The power outage that interrupted last Sunday's Super Bowl was caused by a malfunction in an electrical relay device, according to Entergy New Orleans, the utility supporting the SuperDome in New Orleans.
"The device was specifically installed to protect the Mercedes-Benz Superdome equipment in the event of a cable failure between the switchgear and the stadium," Entergy said in a statement Friday. "While the relay functioned without issue during a number of high-profile events – including the New Orleans Bowl, the New Orleans Saints–Carolina Panthers game, and the Sugar Bowl – during Sunday’s game, the relay device triggered, signaling a switch to open when it should not have, causing the partial outage. This device has since been removed from service and new replacement equipment is being evaluated."

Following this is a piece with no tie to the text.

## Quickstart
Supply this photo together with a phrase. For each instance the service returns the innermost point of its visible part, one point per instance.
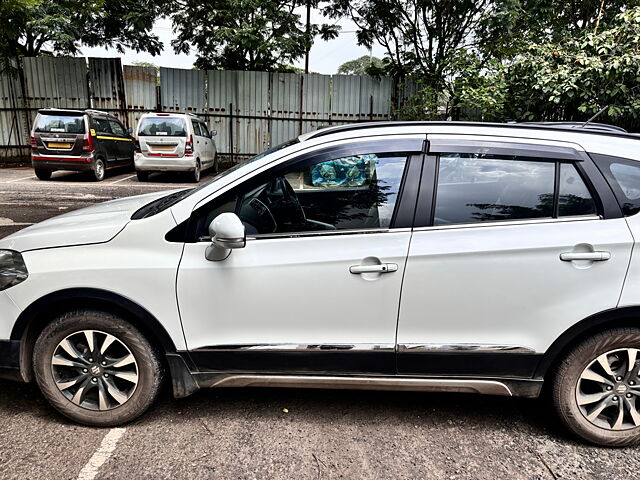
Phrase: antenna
(594, 117)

The power outage during the game was initially blamed on an unspecified "abnormality" in electrical load at the point where the feeder lines from Entergy enter the Superdome. In its initial report on Monday, Entergy and SuperDome operator SMG said the system to detect electrical supply problems operated properly.
"Shortly after the beginning of the second half, a piece of equipment that is designed to monitor electrical load sensed an abnormality in the system," the Monday statement said. "The fault-sensing equipment activated where the Superdome equipment intersects with Entergy's feed into the facility. Once the issue was detected, the sensing equipment operated as designed and opened a breaker, causing power to be partially cut to the Superdome in order to isolate the issue."
Entergy is now saying the relay device triggered when it should not have.
“While some further analysis remains, we believe we have identified and remedied the cause of the power outage and regret the interruption that occurred during what was a showcase event for the city and state,” said Charles Rice, president and chief executive officer of Entergy New Orleans.
In an analysis posted earlier this week, Amazon's James Hamilton examined several potential weaknesses in the SuperDome power infrastructuree, including swithgear.
"Given the Superdome just went through $336 million renovation, the switch gear may have been relatively new and, even if it wasn’t, it likely was almost certainly recently maintained and inspected," Hamilton wrote. "Where issues often arise are in configuration. Modern switch gear have an amazingly large number of parameters many of which interact with each other and, in total, can be difficult to fully understand. And, given the switch gear manufactures know little about the intended end-use application of each switchgear sold, they ship conservative default settings. Generally, the risk and potential negative impact of a false positive (breaker opens when it shouldn’t) is far less than a breaker that fails to open. Consequently conservative settings are common."